Trotzdem sind alle Facetten der Stadt enthalten: Geschichte, Natur, Gastronomie, Architektur, Infrastruktur. Von Klassikern wie dem Jagdschloss Grunewald, dem Ernst-Thälmann-Denkmal in Prenzlauer Berg, dem Kino Capitol in Dahlem oder der Parkeisenbahn Wuhlheide bis zu Geheimadressen wie dem Prinzessinnenzimmer im Marzahner Plattenbau, dem Geisterbahnhof Siemensstadt, dem Straßenbahnfahrsimulator der BVG in Lichtenberg oder dem romantischen Mauervorsprung an der Friedrichsbrücke in Mitte. Einmal quer durchs Alphabet vom Dorfidyll in Alt-Lübars bis zur letzten Wohnung der Kommune 1 in einer Moabiter Backsteinremise.

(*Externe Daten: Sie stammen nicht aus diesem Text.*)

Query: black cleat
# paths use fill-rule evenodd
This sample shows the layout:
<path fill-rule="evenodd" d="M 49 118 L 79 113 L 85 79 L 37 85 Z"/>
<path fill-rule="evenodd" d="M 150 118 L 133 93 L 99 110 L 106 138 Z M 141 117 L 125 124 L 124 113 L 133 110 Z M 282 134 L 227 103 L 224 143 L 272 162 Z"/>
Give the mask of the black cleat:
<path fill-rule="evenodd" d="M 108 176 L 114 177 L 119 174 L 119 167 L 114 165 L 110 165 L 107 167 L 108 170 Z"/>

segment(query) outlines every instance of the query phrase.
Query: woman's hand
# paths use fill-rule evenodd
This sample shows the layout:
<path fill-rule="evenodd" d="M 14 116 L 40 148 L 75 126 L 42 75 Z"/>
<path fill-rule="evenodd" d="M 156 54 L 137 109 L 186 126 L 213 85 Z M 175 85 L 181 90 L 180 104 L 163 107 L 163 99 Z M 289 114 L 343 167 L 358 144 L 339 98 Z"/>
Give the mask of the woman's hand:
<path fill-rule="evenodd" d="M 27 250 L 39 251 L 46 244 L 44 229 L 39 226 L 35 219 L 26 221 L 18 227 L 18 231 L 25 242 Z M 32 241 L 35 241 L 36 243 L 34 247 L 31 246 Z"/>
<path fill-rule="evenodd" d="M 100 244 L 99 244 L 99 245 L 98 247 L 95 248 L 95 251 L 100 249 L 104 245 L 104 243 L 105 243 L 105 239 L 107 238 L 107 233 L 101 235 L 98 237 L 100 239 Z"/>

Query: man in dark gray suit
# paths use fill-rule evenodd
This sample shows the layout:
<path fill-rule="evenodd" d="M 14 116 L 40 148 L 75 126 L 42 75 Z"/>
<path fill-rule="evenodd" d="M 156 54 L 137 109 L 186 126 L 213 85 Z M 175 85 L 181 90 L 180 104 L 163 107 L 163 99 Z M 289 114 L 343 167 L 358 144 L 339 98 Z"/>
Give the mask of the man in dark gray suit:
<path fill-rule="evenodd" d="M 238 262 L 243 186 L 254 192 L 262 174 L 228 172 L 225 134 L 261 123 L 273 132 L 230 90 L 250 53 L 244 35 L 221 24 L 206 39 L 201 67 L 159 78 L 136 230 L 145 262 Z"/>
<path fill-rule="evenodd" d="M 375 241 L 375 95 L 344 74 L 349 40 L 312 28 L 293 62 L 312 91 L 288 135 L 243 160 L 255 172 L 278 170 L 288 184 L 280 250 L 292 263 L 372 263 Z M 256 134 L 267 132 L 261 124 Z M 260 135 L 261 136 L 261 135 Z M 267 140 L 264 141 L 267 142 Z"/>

In dem Gemäuer mieten sich heute gern Touristen ein. Die trafen Seldeneck, Huder und Eidel, die sich bei einigen Expeditionen nach dem Prinzip „zwei klettern über den Zaun, eine steht Schmiere“ aufteilten, auch an anderer Stelle. Etwa in der morbiden, seit 1991 verwaisten irakischen Botschaft in Pankow. Da sei gleich nach ihnen eine französische Fotografin rein, die überall auf der Welt verlassene Orte knipst, erzählt Seldeneck. Mehr gegruselt als hier oder im pittoresk verrotteten Ballhaus Grünau hat sie sich allerdings ganz woanders. Auf der Häscheninsel, die ebenso wie der von einem Weddinger Angelladen nach Ladenschluss mit Larven bestückte Madenautomat in der Tegeler Straße zu den bizarren Tipps gehört. Die Insel der Wildkaninchen liegt auf der Kreuzung Bundesallee und Hohenzollerndamm. Da leben sie unbehelligt auf der vom Verkehr umdonnerten, komplett unterhöhlten Mittelinsel. Und was ist daran gruselig? „Dass Leute ihnen Möhren, Trockenfutter und Kaninchenstreu vor den Bau legen“, sagt Seldeneck und schüttelt sich.
Man blickt halt auch in Abgründe, wenn man die abseitigen Winkel seiner Heimatstadt abgrast. Oder in den Himmel, wie auf dem Kletterbaum im Bürgerpark Pankow. Den haben Eidel, Huder und Seldeneck, die in Zehlendorf oder Charlottenburg groß geworden sind und alle am selben Theater, dem Heimathafen Neukölln arbeiten, selbst bestiegen. Sie sind am Teufelsberg Schlitten gefahren, haben auf der als Flirtbörse verschrieenen Tartanbahn im Friedrich-Ludwig-Jahn-Sportpark gejoggt und sind im Tiefschnee zur Berberitze an der Weddinger Panke gestapft, wo man im Herbst rote Beeren als Marmeladenbeigabe ernten kann. Ein Tipp ihres Vater, sagt Seldeneck. „Um die zu finden, sind wir unglaublich rumgeirrt“, amüsieren sich die drei.
Muss ein ziemlicher Spaß gewesen sein, 110 Orte plus der Caféteria im Bürgeramt Kreuzberg zu finden. Natürlich bleibt auch was geheim. „Ich kenne noch einen wirklich besonderen Platz", sagt Eidel. Doch den verrät sie einfach nicht.Lucia Jay von Seldeneck, Carolin Huder, Verena Eidel: 111 Orte in Berlin, die man gesehen haben muss. Emons Verlag, 240 Seiten, 12,90 Euro. Die Buchpremiere mit Berlin-Quiz und den Runaway-Brides findet am 26. Oktober, 20 Uhr, statt, im Heimathafen Neukölln, Karl-Marx-Str. 141, Eintritt: 3 Euro.